I missed this news when it was announced, but I wanted to call it out. Zippyshare joins a long line of file hosting services — most notably Megaupload and RapidShare — which have either shut down willingly or been forced to do so by law enforcement. All of these services have been historically used by, among others, plenty of old-school music blogs. There are many reasons to object to file sharing, but I do think there is something special about that era of online publishing.

These abandoned blogs — many full of rare albums usually unavailable without carefully watching the Discogs marketplace for an expensive vinyl record — now have a series of worthless links at the bottom of each post. It somehow feels appropriate, as though these records will always elude all but the most dedicated collector.

Cyberweapon Developers Are Ingratiating Themselves With U.S. Officials ft.com

Thomas Brewster, Forbes, 2021:

Paragon Solutions doesn’t have a website. There’s very little information at all about them online, even if the Tel Aviv-based smartphone surveillance startup’s employees are all over LinkedIn, more than 50 of them. That’s not a bad headcount for a company that’s still in stealth mode.

[…]

With an American backer, it appears Paragon is going to try and crack American law enforcement agencies where others like NSO have failed. According to a LinkedIn profile, a 30-year veteran of Israeli intelligence, Menachem Pakman, has been employed to help find business in the U.S. There’s no indication that they have clients across the Atlantic yet, however.

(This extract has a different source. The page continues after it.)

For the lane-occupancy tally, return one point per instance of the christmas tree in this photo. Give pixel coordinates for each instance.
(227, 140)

Mehul Srivastava and Kaye Wiggins, Financial Times:

The Israeli start-up had watched local rival NSO Group, makers of the controversial Pegasus spyware, fall foul of the Biden administration and be blacklisted in the US. So Paragon sought guidance from top American advisers, secured funding from US venture capital groups and eventually scored a marquee client that eludes its competition: the US government.

[…]

President Joe Biden signed an executive order in March barring any US agency from purchasing spyware that “poses risks to national security or has been misused by foreign actors to enable human rights abuses around the world.”

The wording of the executive order is seen by experts as targeting NSO, while carving out a space for companies like Paragon to continue selling similar spyware, but only to the closest of US allies. The American expectation — still unproven — is that friendly nations are less likely to abuse such a weapon on civil society, or to spy on US government officials deployed abroad.

According to a New York Times report last month, the U.S. government is very much a client of NSO Group. It seems the Biden administration’s policies are neither motivated by a moral objection to an unregulated spyware market, nor heeded by U.S. officials, making Paragon’s more cautious on-side approach look a little unnecessary. These are scuzzy companies no matter how careful their public relations teams frame them.

A.I. Developers Say Their Product Creates a ‘Risk of Extinction’ in Self-Serving Statement safe.ai

Hundreds of experts in artificial intelligence — including several executives and developers in the field — issued a brief and worrying statement via the Center for AI Safety:

Mitigating the risk of extinction from AI should be a global priority alongside other societal-scale risks such as pandemics and nuclear war.

The Center calls out Meta by name for not signing onto the letter; Elon Musk also did not endorse it.

OpenAI’s Sam Altman was among the hundreds of signatories after feigning an absolute rejection of regulations which he and his peers did not have a role in writing. Perhaps that is an overly cynical take, but it is hard to read this statement with the gravity it suggests.

Martin Peers, the Information:

Perhaps instead of issuing a single-sentence statement meant to freak everyone out, AI scientists should use their considerable skills to figure out a solution to the problem they have wrought.

I believe the researchers, academics, and ethicists are earnest in their endorsement of this statement. I do not believe the corporate executives who simultaneously claim artificial intelligence is a threat to civilization itself while rapidly deploying their latest developments in the field. Their obvious hypocrisy makes it hard to take them seriously.